On September 23, 2013, the previously unheard of Cairo Court of Urgent Affairs passed a ruling that authorized the regime to seize the funds of the Muslim Brotherhood and effectively criminalized the group’s activities. Although it is still unclear whether the current military-backed regime can muster enough authority to enforce this ruling on its turbulent populace, the action itself throws the legitimacy of post-Morsi Egypt into question. This is only the latest development in a state-led campaign against the Brotherhood that has seen the death of hundreds of the Brotherhood’s supporters and the imprisonment of thousands more.
As the media anxiously updates the death toll of each demonstration, the forest is lost in view of the trees. The continuous stream of numbers and accumulation of demonstration dates disguises the methodical use of state power to control discourse and guide perception. The current regime has created a theater in which it can play the part of a strong, centralized state battling the unstable elements of religious fervor and mobs when in reality these unstable fringes were not so long ago the democratically-elected government of Egypt.

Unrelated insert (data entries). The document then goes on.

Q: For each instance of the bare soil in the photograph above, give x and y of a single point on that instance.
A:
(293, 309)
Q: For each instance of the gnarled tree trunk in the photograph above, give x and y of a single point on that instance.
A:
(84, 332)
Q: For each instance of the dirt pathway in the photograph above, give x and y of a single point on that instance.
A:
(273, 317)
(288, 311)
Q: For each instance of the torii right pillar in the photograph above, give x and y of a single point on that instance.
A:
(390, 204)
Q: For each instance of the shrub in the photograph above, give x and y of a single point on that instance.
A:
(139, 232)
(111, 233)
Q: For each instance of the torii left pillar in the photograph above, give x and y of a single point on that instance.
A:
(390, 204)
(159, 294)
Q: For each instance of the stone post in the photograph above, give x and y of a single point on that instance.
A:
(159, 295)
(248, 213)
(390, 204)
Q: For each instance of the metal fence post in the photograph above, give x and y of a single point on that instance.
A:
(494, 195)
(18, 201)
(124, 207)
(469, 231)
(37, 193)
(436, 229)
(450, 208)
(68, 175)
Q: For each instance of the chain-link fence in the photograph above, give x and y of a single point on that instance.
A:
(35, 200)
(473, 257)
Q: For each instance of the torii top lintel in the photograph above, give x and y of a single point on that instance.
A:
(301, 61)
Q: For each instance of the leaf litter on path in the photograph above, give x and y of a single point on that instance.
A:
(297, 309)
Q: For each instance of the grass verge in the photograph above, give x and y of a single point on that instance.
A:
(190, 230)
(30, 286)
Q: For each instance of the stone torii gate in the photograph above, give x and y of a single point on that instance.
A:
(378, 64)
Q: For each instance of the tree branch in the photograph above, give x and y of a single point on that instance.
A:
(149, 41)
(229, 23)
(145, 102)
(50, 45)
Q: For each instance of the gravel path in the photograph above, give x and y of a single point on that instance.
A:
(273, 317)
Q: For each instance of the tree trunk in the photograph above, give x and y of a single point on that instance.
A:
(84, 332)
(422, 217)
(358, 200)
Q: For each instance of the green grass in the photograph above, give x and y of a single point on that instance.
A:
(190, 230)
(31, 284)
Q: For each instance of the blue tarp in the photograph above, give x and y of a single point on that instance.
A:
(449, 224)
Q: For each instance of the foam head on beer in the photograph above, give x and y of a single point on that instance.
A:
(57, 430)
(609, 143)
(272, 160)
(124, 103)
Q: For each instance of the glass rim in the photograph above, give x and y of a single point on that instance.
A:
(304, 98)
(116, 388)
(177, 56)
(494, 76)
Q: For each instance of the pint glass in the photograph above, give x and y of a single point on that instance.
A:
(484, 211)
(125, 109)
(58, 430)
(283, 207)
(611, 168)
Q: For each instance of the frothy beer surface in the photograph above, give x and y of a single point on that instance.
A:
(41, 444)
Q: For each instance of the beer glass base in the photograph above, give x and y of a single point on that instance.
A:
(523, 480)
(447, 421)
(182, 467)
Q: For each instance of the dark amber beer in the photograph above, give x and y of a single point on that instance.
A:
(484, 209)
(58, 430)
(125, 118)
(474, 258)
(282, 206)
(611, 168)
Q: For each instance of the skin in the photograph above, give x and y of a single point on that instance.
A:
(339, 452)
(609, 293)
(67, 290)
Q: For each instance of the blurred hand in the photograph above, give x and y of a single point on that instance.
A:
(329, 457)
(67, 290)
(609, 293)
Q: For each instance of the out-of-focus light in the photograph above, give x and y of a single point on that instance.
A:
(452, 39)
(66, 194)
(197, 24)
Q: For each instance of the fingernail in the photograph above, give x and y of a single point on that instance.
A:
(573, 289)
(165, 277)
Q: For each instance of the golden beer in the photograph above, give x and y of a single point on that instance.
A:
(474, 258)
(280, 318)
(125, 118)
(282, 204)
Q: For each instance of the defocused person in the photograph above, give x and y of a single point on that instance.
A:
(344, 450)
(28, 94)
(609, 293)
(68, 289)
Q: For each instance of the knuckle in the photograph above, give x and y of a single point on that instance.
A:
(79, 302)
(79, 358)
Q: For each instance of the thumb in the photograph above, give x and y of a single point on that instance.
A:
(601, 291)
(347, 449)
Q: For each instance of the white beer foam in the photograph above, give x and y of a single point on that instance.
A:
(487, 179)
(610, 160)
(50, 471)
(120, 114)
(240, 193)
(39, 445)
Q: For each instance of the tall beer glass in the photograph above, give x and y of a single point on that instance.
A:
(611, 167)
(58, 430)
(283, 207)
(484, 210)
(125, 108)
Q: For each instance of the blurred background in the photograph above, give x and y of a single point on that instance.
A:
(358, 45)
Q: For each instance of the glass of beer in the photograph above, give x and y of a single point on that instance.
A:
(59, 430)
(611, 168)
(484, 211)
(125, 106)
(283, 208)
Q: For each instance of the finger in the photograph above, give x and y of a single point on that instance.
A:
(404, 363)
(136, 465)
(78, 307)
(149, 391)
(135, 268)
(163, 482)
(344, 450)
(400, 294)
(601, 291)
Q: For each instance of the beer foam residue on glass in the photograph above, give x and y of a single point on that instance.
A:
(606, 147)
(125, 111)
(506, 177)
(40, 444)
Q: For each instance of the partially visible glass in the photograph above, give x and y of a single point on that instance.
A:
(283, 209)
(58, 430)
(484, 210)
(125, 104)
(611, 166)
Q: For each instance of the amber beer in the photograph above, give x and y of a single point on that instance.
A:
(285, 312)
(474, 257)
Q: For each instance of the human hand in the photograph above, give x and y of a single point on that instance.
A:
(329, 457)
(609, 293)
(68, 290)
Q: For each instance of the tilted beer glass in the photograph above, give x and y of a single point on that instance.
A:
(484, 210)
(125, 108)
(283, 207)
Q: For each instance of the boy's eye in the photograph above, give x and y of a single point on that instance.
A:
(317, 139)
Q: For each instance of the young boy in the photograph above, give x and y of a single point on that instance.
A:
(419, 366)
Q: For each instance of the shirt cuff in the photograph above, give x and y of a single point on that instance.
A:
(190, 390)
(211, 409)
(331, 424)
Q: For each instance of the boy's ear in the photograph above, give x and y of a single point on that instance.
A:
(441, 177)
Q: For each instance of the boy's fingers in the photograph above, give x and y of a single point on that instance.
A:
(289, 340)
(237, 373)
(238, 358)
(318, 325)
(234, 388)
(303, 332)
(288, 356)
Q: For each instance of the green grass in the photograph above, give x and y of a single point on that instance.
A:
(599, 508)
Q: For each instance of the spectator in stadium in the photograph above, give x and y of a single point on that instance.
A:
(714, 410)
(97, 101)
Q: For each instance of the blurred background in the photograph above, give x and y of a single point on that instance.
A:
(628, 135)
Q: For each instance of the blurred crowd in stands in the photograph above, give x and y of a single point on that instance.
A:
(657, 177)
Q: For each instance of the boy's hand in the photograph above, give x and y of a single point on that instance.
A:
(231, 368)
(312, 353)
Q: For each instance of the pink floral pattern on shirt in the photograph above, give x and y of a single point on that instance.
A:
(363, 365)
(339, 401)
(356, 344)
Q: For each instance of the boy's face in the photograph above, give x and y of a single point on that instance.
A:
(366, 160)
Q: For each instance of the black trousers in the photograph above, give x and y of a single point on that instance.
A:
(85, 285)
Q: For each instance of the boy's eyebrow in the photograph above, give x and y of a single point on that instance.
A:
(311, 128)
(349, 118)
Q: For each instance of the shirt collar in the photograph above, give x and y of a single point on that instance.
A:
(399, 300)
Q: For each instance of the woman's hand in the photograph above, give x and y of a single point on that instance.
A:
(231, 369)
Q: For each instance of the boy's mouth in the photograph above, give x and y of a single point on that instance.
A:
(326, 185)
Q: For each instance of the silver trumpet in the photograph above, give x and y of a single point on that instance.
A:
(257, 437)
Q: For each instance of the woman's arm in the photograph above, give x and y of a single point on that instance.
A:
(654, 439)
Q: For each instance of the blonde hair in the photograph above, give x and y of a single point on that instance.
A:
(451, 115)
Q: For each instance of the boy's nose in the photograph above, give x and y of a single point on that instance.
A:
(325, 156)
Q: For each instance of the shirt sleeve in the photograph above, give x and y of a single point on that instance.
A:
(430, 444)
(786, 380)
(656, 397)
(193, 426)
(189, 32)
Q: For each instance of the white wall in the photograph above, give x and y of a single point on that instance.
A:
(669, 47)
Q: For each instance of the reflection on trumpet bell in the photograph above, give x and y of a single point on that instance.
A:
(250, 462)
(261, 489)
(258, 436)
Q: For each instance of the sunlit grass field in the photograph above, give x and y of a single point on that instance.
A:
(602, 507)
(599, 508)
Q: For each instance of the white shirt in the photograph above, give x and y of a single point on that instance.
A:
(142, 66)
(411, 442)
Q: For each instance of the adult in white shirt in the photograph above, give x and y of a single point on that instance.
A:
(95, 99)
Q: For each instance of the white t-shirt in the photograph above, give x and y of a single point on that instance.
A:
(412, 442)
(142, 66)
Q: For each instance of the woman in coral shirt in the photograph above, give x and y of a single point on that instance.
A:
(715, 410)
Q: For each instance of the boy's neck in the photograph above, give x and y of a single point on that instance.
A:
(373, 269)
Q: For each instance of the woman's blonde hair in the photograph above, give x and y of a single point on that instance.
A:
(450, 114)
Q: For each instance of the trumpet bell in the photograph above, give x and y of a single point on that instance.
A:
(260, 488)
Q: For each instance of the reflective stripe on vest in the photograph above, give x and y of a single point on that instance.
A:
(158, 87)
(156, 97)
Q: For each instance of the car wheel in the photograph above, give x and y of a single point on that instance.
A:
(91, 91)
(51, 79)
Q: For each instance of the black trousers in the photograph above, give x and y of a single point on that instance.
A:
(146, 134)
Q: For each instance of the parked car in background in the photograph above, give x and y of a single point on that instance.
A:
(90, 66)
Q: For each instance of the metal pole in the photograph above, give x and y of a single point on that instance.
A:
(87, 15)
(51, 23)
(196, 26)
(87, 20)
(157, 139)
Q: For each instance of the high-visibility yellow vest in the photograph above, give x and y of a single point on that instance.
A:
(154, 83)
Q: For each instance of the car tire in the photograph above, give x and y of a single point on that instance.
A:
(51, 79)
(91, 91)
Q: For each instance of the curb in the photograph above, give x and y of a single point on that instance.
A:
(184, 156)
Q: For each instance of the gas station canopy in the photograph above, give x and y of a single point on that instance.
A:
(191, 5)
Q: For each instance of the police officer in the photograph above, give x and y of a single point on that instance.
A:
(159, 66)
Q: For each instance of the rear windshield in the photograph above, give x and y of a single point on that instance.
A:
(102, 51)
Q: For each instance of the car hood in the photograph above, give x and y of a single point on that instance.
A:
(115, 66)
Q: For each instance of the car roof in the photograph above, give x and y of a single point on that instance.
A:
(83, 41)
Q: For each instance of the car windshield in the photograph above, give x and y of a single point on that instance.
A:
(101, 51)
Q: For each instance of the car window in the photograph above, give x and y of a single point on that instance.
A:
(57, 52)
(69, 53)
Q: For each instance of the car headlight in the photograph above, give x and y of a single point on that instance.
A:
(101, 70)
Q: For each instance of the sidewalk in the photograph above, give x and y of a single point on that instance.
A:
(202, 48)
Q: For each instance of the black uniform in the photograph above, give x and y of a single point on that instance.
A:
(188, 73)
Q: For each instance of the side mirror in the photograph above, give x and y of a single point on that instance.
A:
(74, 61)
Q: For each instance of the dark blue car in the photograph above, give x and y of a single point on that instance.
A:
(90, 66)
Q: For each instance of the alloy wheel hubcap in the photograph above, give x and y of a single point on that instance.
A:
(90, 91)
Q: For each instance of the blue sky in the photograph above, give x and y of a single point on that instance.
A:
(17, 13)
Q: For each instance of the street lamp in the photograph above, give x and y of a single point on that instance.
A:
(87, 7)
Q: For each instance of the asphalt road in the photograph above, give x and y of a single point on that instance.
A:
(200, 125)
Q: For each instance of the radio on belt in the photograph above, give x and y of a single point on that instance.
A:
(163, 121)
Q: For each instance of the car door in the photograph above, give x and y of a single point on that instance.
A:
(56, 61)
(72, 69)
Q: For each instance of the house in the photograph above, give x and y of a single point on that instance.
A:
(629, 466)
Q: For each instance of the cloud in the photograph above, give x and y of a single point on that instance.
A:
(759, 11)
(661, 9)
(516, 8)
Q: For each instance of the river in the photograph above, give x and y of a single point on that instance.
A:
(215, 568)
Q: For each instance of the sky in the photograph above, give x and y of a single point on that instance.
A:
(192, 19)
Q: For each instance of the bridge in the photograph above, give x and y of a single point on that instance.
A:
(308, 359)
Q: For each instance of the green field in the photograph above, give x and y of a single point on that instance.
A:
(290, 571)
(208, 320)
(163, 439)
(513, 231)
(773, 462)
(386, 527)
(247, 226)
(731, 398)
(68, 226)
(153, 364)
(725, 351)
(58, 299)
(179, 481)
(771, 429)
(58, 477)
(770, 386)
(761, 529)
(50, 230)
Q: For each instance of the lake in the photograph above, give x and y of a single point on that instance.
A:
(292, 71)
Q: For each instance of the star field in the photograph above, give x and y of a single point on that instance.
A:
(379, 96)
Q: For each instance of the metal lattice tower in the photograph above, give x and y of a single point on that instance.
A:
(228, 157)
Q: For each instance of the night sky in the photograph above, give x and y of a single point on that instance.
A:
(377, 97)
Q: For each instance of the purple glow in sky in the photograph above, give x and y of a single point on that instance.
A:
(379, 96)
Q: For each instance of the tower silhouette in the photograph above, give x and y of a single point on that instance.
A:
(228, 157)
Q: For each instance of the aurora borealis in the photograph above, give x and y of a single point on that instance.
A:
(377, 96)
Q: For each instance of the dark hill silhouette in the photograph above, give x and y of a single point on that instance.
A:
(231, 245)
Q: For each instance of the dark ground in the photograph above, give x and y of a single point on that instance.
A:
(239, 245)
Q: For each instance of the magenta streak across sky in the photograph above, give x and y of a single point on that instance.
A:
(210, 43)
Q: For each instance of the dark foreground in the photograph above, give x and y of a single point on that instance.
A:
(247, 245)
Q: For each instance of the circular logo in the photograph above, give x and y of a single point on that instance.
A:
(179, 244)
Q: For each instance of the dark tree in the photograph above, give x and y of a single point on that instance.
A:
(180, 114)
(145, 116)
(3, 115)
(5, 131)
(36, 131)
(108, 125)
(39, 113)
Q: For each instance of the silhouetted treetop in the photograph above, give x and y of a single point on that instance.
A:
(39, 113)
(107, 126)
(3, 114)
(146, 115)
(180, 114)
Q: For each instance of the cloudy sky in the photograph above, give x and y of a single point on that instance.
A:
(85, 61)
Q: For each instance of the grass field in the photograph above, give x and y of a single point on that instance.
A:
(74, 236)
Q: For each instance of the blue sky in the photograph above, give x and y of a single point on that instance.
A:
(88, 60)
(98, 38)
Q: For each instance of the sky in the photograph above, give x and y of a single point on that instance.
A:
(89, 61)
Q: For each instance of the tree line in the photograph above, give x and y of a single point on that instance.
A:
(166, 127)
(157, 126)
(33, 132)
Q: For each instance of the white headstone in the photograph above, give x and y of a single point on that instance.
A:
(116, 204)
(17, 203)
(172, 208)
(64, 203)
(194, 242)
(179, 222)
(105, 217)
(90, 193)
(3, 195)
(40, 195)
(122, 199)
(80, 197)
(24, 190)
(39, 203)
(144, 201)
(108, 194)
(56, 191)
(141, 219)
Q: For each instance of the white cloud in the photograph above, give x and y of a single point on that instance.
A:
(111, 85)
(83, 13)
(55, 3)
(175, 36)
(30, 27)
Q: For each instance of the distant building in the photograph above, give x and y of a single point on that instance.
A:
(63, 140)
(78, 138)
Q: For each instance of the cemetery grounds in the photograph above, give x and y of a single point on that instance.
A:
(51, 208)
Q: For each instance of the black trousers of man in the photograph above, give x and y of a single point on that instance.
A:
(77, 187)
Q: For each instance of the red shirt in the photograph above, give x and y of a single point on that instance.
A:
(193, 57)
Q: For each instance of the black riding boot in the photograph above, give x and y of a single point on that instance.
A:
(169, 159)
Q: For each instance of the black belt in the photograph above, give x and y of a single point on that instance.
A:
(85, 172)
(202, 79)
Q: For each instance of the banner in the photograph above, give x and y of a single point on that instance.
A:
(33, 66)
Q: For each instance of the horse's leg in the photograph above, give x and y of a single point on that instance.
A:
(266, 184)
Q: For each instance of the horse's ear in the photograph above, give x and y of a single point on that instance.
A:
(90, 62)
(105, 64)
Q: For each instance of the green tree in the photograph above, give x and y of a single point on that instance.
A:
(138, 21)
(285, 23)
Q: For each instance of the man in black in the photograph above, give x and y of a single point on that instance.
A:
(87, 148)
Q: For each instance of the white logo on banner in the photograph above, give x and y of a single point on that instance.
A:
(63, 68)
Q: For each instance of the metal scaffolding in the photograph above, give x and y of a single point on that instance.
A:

To complete its drama, the regime has encouraged a new wave of Egyptian nationalism through the exhibition of a strong leadership and an even stronger military to enforce it. Playing upon the tried and true pattern of Nasserian nationalism, the current regime has been able to aggregate popular support by using the strength of the military as a natural locus for Egyptians to rally around. However, in order to assure this nationalism becomes once again the predominant political ideology in Egypt, the regime has had to undermine deep-seated Islamist sentiment. It has accomplished this task primarily through a series of carefully orchestrated acts, vilifying the Muslim Brotherhood both by policing their actions and by casting them as an external enemy. In doing so, the regime has solidified its position, feeding off the failure of Morsi’s election and the ensuing chaos of the coup in order to garner support for a nation no longer defined by its spectrum of political ideologies, but by its overarching concern for the security of the state as a whole.
Although this operation is centered on vilifying the Brotherhood in the eyes of the Egyptian public, the authority of the new military-backed regime is at stake as well: criminalization of a rival political group demonstrates a clear play for legitimacy. The new regime is eager to solidify its presence in Egyptian political life, and thus seeks to ground its military structure and authoritarian decision-making process as both vital and advantageous given the chaos still present in Cairo’s streets. By criminalizing the activities of the Brotherhood, the regime has succeeded in providing a legal veneer to the police action taken against the party’s supporters. With formalized structures for brutality, the state may continue to imprison protesters by the thousands and use its military arm to quell dissent – all within the guise of maintaining peace and civil order for its people.
This, however, is an idealized form of state suppression. What is much more likely to occur is the further marginalization of a legitimate political ideology, the continued estrangement of the Egyptian people from their multi-party system, and, in all likelihood, the provocation of the Brotherhood to a more violent form of dissent. The term “insurgency” has already been used in gauging the extent of violence present today, and it is clear that such escalations are quickly becoming the new reality in Egypt. It should also be clear that this militarized nationalism can never be the necessary panacea to unite a nation as politically diverse as Egypt, and certainly not within a nation now so predisposed to civil dissent.
Popular consensus may very well condemn the Muslim Brotherhood for the past year (and certainly the abuse of power by the Morsi regime merits such condemnation). However, when that condemnation then takes the form of criminalization as a political contrivance of the regime to garner popular support, it knocks at the very basis of good governance. By criminalizing the Muslim Brotherhood, the regime is not protecting its population, but forcibly estranging it from its right to political association, which is fundamental to the Egyptian multiparty system itself.
Although it may be idealistic to assume a coup may maintain good governance, the current regime’s further entrenchment into military solutions for political problems bears as much threat to the preservation of democracy as did Morsi’s own heavy-handed treatment of Egyptian civil rights. Regardless of whether the regime begins to enforce the criminalization of the Brotherhood, it has already succeeded in turning the group into an enemy of the state, and in doing so, turned an already enfeebled democracy on its head.